Despite all these struggles, in 2003 Carrie decided that they were ready for their first eventing competition. Ever since those first few cross-country jumps, she had been itching to get out there, and Country seemed like a willing partner. “I had cross country schooled him maybe once before, but he hopped around the Beginner Novice course and never batted an eye!” she said. “He was a huge boost to my confidence. I’m pretty sure I just hung on, and he’d jump anything I put in front him.”
Through their willing attitudes and zest for the sport, the green horse and green rider progressed through the levels. Dressage wasn’t really their thing, but cross country certainly was. “I’m sure if I had been able to train him on the flat correctly from the start, it wouldn’t have been an issue, but by the time I got the proper training myself, it was always a battle,” Carrie said.

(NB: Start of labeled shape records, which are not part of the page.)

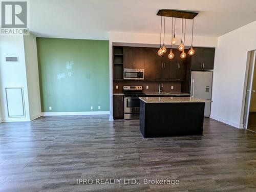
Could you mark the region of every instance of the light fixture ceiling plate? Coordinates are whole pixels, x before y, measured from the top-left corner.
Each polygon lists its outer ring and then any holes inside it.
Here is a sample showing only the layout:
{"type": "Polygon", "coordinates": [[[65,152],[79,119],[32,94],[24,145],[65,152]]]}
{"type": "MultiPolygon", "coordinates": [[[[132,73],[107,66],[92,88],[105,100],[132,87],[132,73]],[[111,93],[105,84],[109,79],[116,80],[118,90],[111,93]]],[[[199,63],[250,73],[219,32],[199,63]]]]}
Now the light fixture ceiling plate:
{"type": "Polygon", "coordinates": [[[157,15],[193,19],[198,14],[198,13],[193,12],[173,9],[160,9],[158,11],[157,15]]]}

Through the years, they worked their way up the Preliminary level, and even notched a second place at the 2008 AECs in the Training Amateur Division. Country was also responsible for bringing Carrie out to the East Coast to train with some of the top professionals in the sport, exposing her to the wonderful world of upper-level eventing.
As time went on, it became apparent that Country was limited to Preliminary level, and Carrie had higher aspirations. As hard as it was, in 2010 she found a wonderful teenage girl in South Carolina named Kendal Bryan who bought Country and stayed in touch with Carrie consistently. There, he went on to instill great confidence in Kendal and brought her up through the levels to Training once again.
Like many of the wonderful Thoroughbreds that we hear about in this series, Country was single-handedly responsible for igniting Carrie’s passion for eventing and keeping her love of horses alive throughout her life to this point. “Country taught me that you don’t have to have a horse with a big price tag to be successful, as long as you’re willing to work hard,” Carrie said. “Eventing is so much about having that close partnership with your horse, and so much can be overcome if there is that special connection.”
Sadly, in July 2012, Country was struck with a severe case of colic, and the decision was made to euthanize him. Kendal was at his side as he passed. “It gave me a sense of comfort knowing he lived a wonderful life with two little girls who loved him more than life itself, and that’s all I could have really hoped for him,” Carrie said. “He may not have gone to Rolex or won a bunch of blue ribbons, but there is nothing that can replace a horse who gave his heart for the dreams of two little girls who loved him, and for that, I am forever thankful.”